One of the main elements of statistical analysis is making sure your data is a good representation of the population. The best way to do that is to make sure your sampled data is truly randomly selected.
I am going to show a quick method in Excel where we can select random names from a list (our population) of names. We will be using the following Excel functions to do so (if you are not familiar with them, don’t worry, I will walk you through it):
We will also be creating a Named Range.
Let’s start with the list. I have 14 names, and I want to randomly select 5 names from this list.
Index is a method for using the looking up elements in Excel using the indexes (row numbers, column numbers). Note the index is always a number, so when dealing with columns, don’t be tricked by the column letters assigned.

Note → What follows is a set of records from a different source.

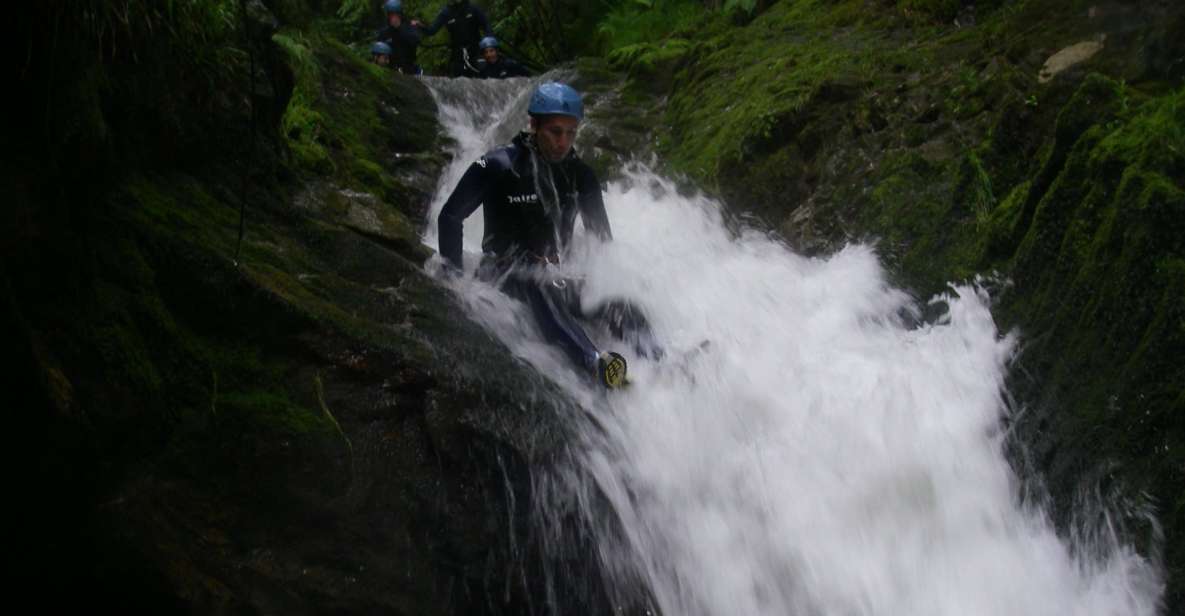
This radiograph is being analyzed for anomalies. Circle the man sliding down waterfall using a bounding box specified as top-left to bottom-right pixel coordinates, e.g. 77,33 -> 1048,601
438,82 -> 661,389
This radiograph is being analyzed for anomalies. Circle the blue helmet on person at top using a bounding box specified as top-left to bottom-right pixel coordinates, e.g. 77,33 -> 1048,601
371,40 -> 392,56
526,82 -> 584,120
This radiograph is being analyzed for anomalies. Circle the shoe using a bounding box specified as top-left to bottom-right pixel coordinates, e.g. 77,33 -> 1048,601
596,351 -> 629,390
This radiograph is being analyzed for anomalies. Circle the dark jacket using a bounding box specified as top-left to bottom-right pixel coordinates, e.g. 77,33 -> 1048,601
478,54 -> 531,79
378,21 -> 422,75
423,2 -> 492,50
438,133 -> 613,268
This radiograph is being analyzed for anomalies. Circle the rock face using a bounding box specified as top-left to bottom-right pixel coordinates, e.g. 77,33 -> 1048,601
1037,40 -> 1103,83
11,2 -> 608,615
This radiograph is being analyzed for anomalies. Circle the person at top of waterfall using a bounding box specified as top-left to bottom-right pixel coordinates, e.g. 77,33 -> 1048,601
377,0 -> 423,75
411,0 -> 493,77
478,37 -> 531,79
437,82 -> 662,389
371,40 -> 391,66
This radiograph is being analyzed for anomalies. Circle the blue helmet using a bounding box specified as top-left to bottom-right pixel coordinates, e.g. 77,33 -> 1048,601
526,82 -> 584,120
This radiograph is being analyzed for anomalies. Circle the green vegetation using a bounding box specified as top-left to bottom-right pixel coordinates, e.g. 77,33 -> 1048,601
590,0 -> 1185,605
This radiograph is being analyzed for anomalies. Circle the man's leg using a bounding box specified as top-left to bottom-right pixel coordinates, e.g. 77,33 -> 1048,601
502,275 -> 600,372
588,300 -> 666,359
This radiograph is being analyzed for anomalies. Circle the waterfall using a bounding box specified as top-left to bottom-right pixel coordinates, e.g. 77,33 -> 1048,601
425,74 -> 1162,616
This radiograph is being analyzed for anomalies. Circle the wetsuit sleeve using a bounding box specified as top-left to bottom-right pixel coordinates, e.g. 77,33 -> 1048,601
419,6 -> 449,37
578,166 -> 613,242
437,158 -> 493,269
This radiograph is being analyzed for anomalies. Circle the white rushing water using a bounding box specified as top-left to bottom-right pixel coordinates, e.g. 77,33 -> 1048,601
425,79 -> 1161,616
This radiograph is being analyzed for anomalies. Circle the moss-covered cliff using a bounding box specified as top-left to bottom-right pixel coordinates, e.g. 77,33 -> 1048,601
0,0 -> 620,615
597,0 -> 1185,609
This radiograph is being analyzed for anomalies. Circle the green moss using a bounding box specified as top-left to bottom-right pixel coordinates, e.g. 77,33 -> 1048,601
218,391 -> 339,438
897,0 -> 960,21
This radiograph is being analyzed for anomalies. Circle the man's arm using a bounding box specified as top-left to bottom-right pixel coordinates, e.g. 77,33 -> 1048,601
436,156 -> 492,269
577,163 -> 613,242
399,27 -> 423,47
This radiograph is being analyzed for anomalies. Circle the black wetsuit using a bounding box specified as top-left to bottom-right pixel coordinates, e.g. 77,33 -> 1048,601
438,133 -> 661,370
377,21 -> 422,75
478,54 -> 531,79
423,1 -> 493,77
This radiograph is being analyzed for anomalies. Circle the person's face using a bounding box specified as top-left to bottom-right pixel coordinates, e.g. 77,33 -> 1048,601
531,116 -> 581,162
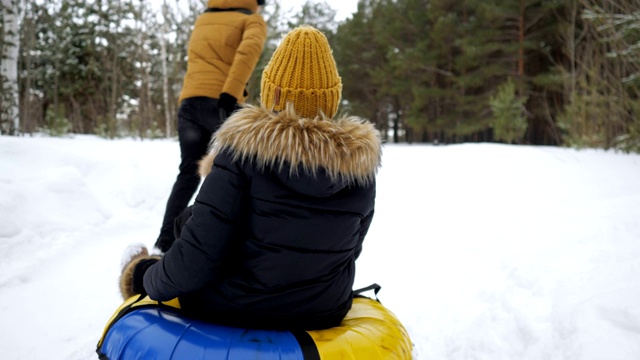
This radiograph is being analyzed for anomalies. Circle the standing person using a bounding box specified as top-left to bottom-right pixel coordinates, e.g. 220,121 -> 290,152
120,26 -> 381,330
154,0 -> 267,253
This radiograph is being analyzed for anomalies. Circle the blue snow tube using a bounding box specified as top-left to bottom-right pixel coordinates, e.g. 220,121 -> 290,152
97,297 -> 412,360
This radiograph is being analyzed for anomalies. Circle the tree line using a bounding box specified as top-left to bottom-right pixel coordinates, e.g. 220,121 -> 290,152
0,0 -> 640,152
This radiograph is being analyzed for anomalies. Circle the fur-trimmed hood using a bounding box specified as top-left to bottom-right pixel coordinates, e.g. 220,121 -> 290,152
200,105 -> 382,194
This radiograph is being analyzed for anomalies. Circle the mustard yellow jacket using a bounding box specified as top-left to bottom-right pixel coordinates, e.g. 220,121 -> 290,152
179,0 -> 267,102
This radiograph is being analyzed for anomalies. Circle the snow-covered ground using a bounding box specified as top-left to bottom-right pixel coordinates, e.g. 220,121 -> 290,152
0,136 -> 640,360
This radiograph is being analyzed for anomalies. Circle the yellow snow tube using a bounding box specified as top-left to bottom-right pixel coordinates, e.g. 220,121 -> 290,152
97,296 -> 412,360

Here I am looking for the 5th index in my list of names
My result is Steve
You can also work horizontally. Here I am looking for index 3 from my horizontal list.
Result is d
Now watch this. I am asking for the 4th index in this list. What do you think it will be? The 4th row is Tyrone.
Nope, when running INDEX() the index starts at 1 – starting at the first element in the selected list. If you start counting with Gary, Karen is our 4th person down.
RANDBETWEEN accepts 2 arguments, high and low numbers in a range. It then returns a random integer from with the range.
RANDBETWEEN(1,20) will return an integer from 1 to 20 (including 1 and 20)
Now before me move forward, when formulas start to get larger (as they are about to) I look for ways to simplify the syntax. One trick would be to name our range.
Highlight all the names in your list, then go up to the name box and enter Names
Now combine RANDBETWEEN() and INDEX()
now try this: =INDEX(Names, RANDBETWEEN(1,14))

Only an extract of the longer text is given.